Which brings us back to Mommy pacing the living room with her clipboard while Daddy slams Miller Lites to replenish moisture lost from the nervous gambling sweats.

Or, maybe it will be different this year. Maybe the Little One’s presence in our lives will cause us to rethink our priorities and consider the impact our behavior will have on her future. The fact that she owns zero Arizona Cardinals onesies indicates there may still be shreds of rationality lurking beneath our sagging couch cushions. Gone as well this year are our Cardinals tickets, though this has more to do with our tailgating buddies leaving town than it does with responsible parenting. On the other hand, it’s looking like full steam ahead with the bacon cheddar lite beer triple teaser parlay bonanza.
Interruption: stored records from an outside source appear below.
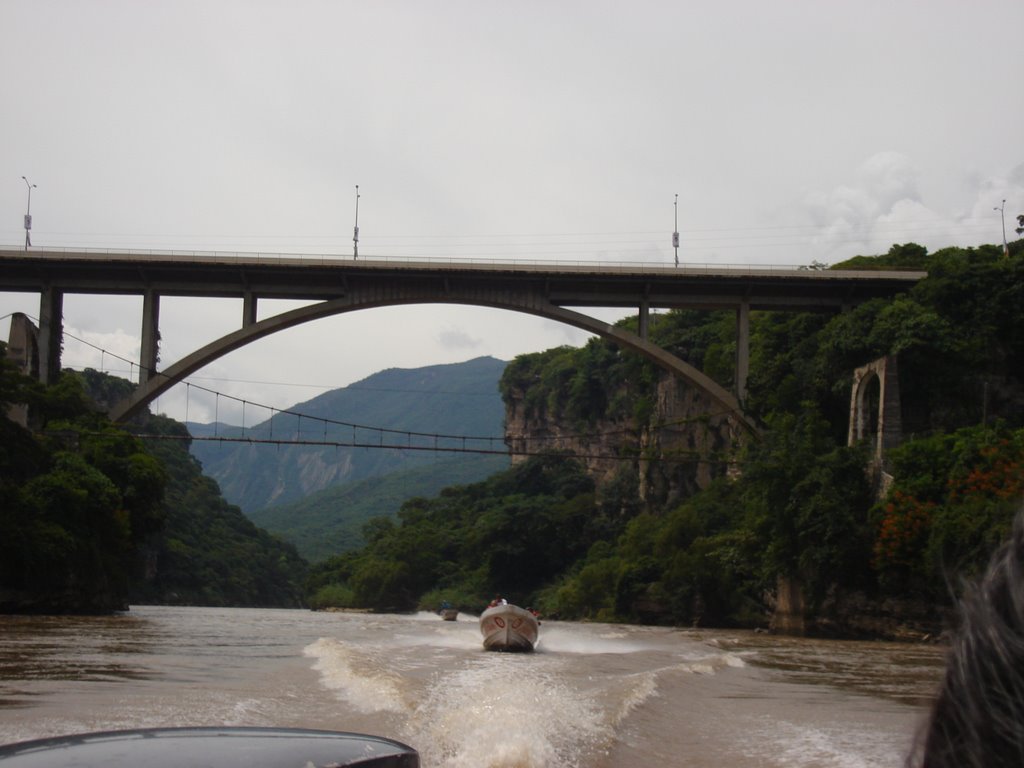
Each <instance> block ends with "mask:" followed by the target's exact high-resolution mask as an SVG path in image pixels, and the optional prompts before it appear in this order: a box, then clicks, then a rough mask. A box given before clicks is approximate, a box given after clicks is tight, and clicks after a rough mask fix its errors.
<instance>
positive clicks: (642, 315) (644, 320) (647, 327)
mask: <svg viewBox="0 0 1024 768" xmlns="http://www.w3.org/2000/svg"><path fill="white" fill-rule="evenodd" d="M639 315H640V323H639V326H638V329H637V330H638V332H639V333H638V335H639V336H640V338H641V339H643V340H644V341H647V331H648V330H649V329H650V303H649V302H647V301H646V300H644V301H641V302H640V308H639Z"/></svg>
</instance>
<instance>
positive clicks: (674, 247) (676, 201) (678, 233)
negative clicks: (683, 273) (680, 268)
mask: <svg viewBox="0 0 1024 768" xmlns="http://www.w3.org/2000/svg"><path fill="white" fill-rule="evenodd" d="M674 206H675V209H676V230H675V231H674V232H673V233H672V247H673V248H675V249H676V266H679V195H676V202H675V204H674Z"/></svg>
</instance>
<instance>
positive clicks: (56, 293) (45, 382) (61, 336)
mask: <svg viewBox="0 0 1024 768" xmlns="http://www.w3.org/2000/svg"><path fill="white" fill-rule="evenodd" d="M62 338H63V292H62V291H60V290H58V289H56V288H54V287H53V286H51V285H47V286H44V287H43V289H42V291H40V294H39V380H40V381H41V382H42V383H43V384H56V381H57V378H58V377H59V376H60V343H61V340H62Z"/></svg>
At least there’s no fantasy football league in my life. I may be an irresponsible hedonistic degenerate, with a complete lack of will power and a busted moral compass. But I’m not a loser.
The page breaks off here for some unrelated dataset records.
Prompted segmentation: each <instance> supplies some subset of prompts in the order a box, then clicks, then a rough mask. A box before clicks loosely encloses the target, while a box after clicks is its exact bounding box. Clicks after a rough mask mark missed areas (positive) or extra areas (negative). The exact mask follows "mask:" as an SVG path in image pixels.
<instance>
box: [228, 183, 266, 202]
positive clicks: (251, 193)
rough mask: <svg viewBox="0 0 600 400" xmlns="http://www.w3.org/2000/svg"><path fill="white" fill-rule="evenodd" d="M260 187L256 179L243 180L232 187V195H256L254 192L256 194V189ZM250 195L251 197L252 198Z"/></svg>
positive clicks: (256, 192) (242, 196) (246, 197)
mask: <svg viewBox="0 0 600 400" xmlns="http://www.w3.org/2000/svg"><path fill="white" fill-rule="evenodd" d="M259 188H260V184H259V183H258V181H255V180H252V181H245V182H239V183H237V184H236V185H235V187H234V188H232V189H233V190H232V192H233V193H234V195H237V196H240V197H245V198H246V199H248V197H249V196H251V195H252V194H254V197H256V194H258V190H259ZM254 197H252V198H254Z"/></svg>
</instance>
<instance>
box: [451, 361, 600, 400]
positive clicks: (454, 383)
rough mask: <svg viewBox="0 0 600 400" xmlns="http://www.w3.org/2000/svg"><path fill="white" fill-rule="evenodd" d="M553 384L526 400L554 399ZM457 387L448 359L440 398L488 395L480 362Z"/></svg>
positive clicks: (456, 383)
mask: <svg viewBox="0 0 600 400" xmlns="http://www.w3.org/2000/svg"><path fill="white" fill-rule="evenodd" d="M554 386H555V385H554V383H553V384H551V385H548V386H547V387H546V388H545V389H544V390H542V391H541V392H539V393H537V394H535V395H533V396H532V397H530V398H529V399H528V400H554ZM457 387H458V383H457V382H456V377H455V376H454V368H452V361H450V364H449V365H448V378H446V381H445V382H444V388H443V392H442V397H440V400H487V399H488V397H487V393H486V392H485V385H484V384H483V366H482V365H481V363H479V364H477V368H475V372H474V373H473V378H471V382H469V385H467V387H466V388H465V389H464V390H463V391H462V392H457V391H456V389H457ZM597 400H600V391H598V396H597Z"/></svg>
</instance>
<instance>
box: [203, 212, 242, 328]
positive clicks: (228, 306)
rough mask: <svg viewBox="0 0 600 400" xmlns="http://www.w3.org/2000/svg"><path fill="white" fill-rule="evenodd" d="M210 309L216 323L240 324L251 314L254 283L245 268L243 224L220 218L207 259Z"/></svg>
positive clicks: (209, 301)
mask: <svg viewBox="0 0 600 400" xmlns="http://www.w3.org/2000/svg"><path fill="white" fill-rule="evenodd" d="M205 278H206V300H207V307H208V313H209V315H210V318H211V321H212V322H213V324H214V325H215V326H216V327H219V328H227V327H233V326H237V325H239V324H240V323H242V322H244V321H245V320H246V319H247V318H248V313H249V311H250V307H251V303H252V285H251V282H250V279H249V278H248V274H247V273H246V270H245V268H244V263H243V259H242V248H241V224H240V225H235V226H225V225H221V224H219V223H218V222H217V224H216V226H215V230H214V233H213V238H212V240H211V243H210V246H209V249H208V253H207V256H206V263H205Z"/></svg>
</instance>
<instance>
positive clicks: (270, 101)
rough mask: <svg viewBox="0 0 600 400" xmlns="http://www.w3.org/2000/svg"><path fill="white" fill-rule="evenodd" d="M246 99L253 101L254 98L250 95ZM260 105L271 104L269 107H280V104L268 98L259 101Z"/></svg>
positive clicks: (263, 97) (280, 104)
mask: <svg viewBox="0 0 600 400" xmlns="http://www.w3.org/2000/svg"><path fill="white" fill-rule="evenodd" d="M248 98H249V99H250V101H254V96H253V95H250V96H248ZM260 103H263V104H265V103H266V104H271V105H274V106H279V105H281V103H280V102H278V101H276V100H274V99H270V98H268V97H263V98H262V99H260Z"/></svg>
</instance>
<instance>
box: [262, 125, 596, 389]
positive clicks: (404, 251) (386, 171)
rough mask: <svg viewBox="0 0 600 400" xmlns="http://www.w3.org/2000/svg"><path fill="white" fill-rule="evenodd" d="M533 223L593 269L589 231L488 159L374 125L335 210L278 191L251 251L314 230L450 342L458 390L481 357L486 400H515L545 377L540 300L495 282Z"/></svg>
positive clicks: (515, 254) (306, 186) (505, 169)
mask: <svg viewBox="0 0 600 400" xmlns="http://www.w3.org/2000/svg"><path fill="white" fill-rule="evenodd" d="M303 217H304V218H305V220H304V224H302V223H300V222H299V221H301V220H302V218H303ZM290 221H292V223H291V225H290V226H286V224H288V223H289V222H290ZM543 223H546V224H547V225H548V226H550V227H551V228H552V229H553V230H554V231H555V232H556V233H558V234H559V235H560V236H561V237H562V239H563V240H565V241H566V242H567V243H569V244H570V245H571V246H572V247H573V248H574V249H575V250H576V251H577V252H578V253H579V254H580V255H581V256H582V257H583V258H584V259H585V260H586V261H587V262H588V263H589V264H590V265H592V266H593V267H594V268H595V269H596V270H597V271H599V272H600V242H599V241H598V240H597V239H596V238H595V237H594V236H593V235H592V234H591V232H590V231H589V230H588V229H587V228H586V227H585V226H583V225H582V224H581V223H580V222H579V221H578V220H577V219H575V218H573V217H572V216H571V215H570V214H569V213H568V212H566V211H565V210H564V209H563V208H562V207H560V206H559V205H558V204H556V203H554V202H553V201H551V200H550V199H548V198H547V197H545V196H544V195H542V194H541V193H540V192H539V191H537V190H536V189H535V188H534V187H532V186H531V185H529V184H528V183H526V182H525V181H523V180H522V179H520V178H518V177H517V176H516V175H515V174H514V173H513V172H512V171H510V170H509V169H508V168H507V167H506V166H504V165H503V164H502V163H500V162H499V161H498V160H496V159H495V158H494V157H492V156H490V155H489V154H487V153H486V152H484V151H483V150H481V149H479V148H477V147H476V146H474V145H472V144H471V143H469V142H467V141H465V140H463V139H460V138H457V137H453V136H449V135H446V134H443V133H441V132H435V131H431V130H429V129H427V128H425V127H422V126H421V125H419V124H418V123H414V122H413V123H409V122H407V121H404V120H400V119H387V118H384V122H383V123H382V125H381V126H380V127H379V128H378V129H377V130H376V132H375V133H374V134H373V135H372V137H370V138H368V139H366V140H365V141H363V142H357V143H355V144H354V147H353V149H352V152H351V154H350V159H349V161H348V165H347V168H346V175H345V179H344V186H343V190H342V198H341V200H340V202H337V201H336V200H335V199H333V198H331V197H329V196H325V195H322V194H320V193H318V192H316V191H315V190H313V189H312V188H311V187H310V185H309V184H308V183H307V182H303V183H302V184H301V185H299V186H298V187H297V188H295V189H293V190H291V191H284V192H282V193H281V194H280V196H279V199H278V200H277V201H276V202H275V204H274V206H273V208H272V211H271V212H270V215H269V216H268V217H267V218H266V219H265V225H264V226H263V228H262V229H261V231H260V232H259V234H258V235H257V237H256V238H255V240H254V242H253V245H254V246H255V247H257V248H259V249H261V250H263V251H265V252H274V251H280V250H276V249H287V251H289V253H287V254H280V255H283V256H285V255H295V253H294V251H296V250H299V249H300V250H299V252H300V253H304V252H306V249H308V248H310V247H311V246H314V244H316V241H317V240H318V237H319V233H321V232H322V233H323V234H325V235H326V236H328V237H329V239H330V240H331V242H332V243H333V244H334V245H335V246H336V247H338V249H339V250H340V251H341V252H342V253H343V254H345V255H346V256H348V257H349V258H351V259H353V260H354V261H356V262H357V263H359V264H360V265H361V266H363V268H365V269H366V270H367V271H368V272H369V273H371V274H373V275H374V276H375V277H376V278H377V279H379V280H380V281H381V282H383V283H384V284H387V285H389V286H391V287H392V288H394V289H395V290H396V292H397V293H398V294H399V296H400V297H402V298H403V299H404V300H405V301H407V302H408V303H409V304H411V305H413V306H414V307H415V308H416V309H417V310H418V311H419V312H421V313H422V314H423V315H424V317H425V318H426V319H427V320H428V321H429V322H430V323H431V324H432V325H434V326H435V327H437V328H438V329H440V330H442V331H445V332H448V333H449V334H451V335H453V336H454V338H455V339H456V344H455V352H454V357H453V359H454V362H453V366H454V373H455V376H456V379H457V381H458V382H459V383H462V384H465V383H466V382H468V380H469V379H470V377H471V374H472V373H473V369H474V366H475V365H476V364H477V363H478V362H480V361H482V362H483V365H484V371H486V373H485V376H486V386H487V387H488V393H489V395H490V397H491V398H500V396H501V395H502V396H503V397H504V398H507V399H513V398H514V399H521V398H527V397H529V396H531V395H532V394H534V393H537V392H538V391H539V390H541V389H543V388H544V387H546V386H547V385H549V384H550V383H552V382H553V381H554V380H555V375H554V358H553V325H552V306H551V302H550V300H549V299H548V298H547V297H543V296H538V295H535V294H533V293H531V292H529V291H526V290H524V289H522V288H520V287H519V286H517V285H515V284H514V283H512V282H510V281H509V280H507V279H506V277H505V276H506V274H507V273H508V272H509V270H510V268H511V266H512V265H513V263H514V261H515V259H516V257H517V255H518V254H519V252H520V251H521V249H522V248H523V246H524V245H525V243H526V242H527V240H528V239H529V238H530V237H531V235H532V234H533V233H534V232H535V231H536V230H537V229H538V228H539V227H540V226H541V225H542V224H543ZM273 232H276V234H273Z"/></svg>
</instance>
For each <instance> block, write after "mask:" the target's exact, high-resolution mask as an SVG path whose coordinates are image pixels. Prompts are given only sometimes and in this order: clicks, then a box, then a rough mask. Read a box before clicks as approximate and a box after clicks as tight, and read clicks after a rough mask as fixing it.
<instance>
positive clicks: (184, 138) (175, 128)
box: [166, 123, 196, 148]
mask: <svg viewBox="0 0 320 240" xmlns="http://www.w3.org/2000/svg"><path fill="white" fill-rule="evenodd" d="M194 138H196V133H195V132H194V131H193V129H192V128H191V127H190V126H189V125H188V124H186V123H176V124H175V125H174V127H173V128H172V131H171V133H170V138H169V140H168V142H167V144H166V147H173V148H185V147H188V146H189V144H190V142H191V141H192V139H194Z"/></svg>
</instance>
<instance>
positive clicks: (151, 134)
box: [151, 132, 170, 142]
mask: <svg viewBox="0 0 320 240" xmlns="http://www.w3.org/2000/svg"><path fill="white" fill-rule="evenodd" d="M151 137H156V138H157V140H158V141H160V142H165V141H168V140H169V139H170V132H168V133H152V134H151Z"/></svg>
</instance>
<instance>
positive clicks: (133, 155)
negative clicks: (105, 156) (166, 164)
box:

And don’t fret, Little One. Your dad exaggerates for effect. Your dad writes a satirical, self-deprecating blog post. He would never actually gamble online, or drink a lot, or root for the Arizona Cardinals. Or follow their punter on Twitter. Or watch San Diego Chargers pre-season games to see what Ken Whisenhunt looks like in pale blue and yellow. Or completely stop watching baseball even though his home team is on a historic run and could very well win the World’s Series. That’s just not your father.